His friend’s farmhouse glowed in the darkness in front of him. He turned off the engine, picked up a bottle of red wine from the passenger seat and opened the door, steadying himself by holding on to the car until his boot hit t
he driveway. The sound of music drifted from the building. He took a moment to compose himself, a little nervous, not used to big social gatherings, and tuned in to the more familiar sound of the sea in the distance, waves crashing against rocks and gulls squawking overhead.

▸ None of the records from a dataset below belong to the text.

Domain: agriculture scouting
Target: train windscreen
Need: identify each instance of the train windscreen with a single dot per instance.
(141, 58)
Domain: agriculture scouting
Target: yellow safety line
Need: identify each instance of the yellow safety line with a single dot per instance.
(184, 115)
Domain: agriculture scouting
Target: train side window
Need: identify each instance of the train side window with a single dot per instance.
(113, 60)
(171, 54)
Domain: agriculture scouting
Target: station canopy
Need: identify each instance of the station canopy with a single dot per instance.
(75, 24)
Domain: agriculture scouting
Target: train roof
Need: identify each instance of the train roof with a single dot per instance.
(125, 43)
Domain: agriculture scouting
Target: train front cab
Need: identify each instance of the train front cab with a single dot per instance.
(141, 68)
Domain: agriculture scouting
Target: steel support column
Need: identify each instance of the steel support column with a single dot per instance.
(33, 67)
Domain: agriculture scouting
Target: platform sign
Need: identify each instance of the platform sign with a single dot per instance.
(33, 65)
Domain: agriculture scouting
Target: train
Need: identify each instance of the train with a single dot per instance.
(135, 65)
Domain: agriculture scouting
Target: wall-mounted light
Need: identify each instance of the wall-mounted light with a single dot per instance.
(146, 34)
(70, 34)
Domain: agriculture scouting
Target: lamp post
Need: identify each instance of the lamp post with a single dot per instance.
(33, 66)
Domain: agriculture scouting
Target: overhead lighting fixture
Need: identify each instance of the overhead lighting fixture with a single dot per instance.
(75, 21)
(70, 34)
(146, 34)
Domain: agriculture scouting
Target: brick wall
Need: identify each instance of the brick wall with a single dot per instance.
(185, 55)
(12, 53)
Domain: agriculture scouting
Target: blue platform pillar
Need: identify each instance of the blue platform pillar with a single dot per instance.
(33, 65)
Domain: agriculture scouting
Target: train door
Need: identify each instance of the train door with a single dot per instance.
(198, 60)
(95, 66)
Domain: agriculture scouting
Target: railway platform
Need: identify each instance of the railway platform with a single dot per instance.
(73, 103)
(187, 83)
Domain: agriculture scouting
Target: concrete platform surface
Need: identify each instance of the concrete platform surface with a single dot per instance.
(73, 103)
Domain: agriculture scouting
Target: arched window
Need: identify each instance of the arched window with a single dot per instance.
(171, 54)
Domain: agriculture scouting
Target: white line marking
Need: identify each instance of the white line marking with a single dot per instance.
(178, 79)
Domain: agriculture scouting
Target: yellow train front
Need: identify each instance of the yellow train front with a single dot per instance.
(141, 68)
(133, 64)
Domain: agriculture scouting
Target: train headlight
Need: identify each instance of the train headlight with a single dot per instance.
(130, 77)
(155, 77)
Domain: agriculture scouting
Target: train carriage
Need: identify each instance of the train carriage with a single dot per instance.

He smiled to himself, remembering the good old days, when he’d have bounded into a party, eager to scour it for the most attractive woman in the room, impatient to seek out anyone who might be useful to him as a contact or a source. Sometimes he had to remind himself that he had actually lived that life, that
he hadn’t dreamt it or read about it in a pulp fiction novel, but fragments of memory were still there, and for a split second he felt as if it was the sixties again and he was turning up at one of Victoria Harbord’s parties, not knowing where the night would take him.
He knocked on the door and a red-faced, smiling woman answered it.
‘Dominic, you came!’
‘Finally.’ He smiled at his friend and neighbour Julia. ‘I’m sorry I’m so late. I hope everyone isn’t sitting down already.’